Search code examples
amazon-dynamodbdynamodb-queries

Read most recent records in DynamoDB


I have a table in DynamoDB with the following structure:

  • UserID (String - Partition key)
  • AsOfTimestamp (number - sort Key)
  • Product (string) ... and some other attributes.

I also have an LSI defined like this:

  • UserID (String - Partition Key)
  • Product (String - Sort Key)
  • AsOfTimestamp (Number) ... and other attributes

My problem is, I need to read the most recent records for all Products for a given UserID. For example, a return sample from this query could be:

UserID Product AsOfDate
User1 Product1 1617816274
User1 Product2 1617816288

My issue is, if I use the index on the table I can get the latest records but that does not guarantee that I will get records for each product, I could get for example a lot of records User1-Product1 before I see the most recent User1-Product2.
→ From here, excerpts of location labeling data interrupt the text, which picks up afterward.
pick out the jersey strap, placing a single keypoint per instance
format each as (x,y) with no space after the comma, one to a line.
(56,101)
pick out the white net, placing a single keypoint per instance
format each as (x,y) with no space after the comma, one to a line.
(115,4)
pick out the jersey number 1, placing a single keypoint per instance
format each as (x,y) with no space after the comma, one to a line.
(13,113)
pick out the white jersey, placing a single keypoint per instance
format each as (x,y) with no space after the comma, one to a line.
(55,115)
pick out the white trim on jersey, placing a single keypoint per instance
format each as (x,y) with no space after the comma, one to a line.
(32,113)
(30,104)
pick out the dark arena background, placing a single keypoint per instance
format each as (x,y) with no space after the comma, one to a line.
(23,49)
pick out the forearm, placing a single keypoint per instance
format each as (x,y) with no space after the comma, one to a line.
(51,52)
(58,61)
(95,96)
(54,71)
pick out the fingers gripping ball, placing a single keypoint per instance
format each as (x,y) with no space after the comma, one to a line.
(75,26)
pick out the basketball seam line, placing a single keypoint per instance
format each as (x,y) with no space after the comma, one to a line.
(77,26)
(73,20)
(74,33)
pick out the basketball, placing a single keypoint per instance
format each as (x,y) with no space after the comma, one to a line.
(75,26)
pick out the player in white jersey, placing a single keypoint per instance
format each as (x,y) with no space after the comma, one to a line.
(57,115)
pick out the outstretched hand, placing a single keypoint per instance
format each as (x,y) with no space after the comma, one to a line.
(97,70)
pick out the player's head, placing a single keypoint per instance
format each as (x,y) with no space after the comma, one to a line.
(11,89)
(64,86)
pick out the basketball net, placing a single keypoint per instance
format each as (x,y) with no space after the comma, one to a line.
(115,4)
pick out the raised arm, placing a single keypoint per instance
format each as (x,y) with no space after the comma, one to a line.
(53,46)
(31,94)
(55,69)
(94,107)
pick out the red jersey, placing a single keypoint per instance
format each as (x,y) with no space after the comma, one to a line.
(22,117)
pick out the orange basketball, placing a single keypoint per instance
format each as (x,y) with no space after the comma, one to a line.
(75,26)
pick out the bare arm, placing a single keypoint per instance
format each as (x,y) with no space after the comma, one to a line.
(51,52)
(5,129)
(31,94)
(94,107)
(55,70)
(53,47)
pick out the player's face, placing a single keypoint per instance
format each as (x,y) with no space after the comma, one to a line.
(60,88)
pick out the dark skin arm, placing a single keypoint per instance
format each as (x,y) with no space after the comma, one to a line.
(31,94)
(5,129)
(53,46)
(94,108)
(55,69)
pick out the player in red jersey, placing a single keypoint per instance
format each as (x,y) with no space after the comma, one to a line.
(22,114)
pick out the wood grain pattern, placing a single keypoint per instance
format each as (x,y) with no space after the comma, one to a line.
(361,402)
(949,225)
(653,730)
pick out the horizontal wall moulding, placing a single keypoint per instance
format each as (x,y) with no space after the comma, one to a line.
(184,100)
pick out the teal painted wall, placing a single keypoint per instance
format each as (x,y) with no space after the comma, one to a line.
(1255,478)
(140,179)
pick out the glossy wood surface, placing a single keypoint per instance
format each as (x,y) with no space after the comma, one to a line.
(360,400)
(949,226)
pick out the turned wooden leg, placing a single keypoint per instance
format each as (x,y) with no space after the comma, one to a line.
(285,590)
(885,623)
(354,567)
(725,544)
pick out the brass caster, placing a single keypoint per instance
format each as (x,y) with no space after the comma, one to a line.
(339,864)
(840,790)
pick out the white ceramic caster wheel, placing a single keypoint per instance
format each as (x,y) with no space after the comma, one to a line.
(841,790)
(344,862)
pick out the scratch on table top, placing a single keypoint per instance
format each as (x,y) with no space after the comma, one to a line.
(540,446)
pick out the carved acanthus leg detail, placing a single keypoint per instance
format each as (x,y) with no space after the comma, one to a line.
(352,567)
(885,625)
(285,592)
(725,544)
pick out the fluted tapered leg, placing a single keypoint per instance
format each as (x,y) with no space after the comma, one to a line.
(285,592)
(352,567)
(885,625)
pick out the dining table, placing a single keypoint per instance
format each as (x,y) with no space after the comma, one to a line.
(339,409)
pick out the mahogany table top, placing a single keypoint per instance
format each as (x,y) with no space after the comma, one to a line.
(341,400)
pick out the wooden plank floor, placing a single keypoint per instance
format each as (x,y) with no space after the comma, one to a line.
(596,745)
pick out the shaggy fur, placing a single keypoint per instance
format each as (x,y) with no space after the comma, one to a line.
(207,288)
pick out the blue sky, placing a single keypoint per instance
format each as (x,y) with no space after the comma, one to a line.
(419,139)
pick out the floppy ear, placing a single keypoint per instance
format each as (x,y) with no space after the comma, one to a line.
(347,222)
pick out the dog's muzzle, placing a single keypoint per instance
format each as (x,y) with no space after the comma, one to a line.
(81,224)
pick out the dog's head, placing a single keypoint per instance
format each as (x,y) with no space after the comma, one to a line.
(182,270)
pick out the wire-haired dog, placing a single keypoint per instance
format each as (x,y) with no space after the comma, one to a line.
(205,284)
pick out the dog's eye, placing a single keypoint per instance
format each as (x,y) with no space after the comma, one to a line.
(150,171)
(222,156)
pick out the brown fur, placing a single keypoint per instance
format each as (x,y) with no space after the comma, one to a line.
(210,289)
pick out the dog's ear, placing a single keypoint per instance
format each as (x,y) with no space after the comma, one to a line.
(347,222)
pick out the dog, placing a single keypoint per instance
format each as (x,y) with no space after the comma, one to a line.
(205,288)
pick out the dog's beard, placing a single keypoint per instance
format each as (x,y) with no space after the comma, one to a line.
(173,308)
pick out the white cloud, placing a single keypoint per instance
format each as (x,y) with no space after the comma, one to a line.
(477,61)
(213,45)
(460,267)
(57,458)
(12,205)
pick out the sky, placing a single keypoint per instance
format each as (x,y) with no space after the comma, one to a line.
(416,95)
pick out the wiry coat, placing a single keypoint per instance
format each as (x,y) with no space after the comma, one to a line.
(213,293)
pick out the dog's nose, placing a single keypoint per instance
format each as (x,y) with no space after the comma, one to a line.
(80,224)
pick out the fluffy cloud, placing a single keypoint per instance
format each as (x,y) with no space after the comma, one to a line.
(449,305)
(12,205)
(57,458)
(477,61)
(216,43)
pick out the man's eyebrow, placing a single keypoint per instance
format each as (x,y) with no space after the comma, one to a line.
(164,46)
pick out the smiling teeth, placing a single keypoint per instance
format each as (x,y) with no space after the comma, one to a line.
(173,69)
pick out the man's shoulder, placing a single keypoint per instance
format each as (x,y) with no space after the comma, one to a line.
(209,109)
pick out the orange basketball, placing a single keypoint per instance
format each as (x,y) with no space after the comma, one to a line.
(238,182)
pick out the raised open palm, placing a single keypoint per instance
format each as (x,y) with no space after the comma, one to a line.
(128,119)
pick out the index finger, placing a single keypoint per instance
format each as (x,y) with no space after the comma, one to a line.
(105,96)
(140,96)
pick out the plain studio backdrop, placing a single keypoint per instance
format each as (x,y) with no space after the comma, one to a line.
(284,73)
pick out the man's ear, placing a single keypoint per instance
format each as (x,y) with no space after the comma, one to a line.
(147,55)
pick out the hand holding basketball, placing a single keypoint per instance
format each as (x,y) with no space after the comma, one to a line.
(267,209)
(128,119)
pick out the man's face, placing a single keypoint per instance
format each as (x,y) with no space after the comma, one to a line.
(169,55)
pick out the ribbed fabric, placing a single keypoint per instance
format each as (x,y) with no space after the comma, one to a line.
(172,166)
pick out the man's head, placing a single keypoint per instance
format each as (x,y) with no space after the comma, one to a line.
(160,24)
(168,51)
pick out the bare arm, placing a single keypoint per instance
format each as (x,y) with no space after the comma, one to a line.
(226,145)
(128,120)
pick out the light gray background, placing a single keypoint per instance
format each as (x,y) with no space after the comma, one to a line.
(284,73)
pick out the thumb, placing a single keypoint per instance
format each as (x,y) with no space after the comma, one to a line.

If I use the LSI, I can get records for a given UserId sorted by product but I will be forced to sort the results by AsOfDate and read the entire result set to get the most recent ones.

Thanks!


Solution

  • If I understand what you're asking for I think you're going to need another record for that data. What you want is a single AsOfDate for each user/product combination, where the AsOfDate is the most recent. If you add a record that is keyed on UserID and Product then you'll have exactly one record for each. To make that work you'll likely need to change your table structure to support the single table design pattern (or store this data in a different table). In a single table design you might have something like this:

    pk sk UserID Product AsOfDate
    User1 Purchase|Product1|1617816274 User1 Product1 1617816274
    User1 MostRecent|Product1 User1 Product1 1617816274
    User1 Purchase|Product2|1617816274 User1 Product2 1617816274
    User1 Purchase|Product2|1617816288 User1 Product2 1617816288
    User1 MostRecent|Product2 User1 Product2 1617816288

    Then, to get all the most recent records you query for pk = userId and begins_with(sk, 'MostRecent|'). To get the other records you query for pk = userId and begins_with(sk, 'Purchase|'). Your access pattern requirements might have you changing that some, but the idea should be similar to this.

    Whenever you do a new "Purchase" you would insert the new row for that, and update the "MostRecent" row as well (you can do that in a transaction if you need to, or use a DynamoDB stream to do that update).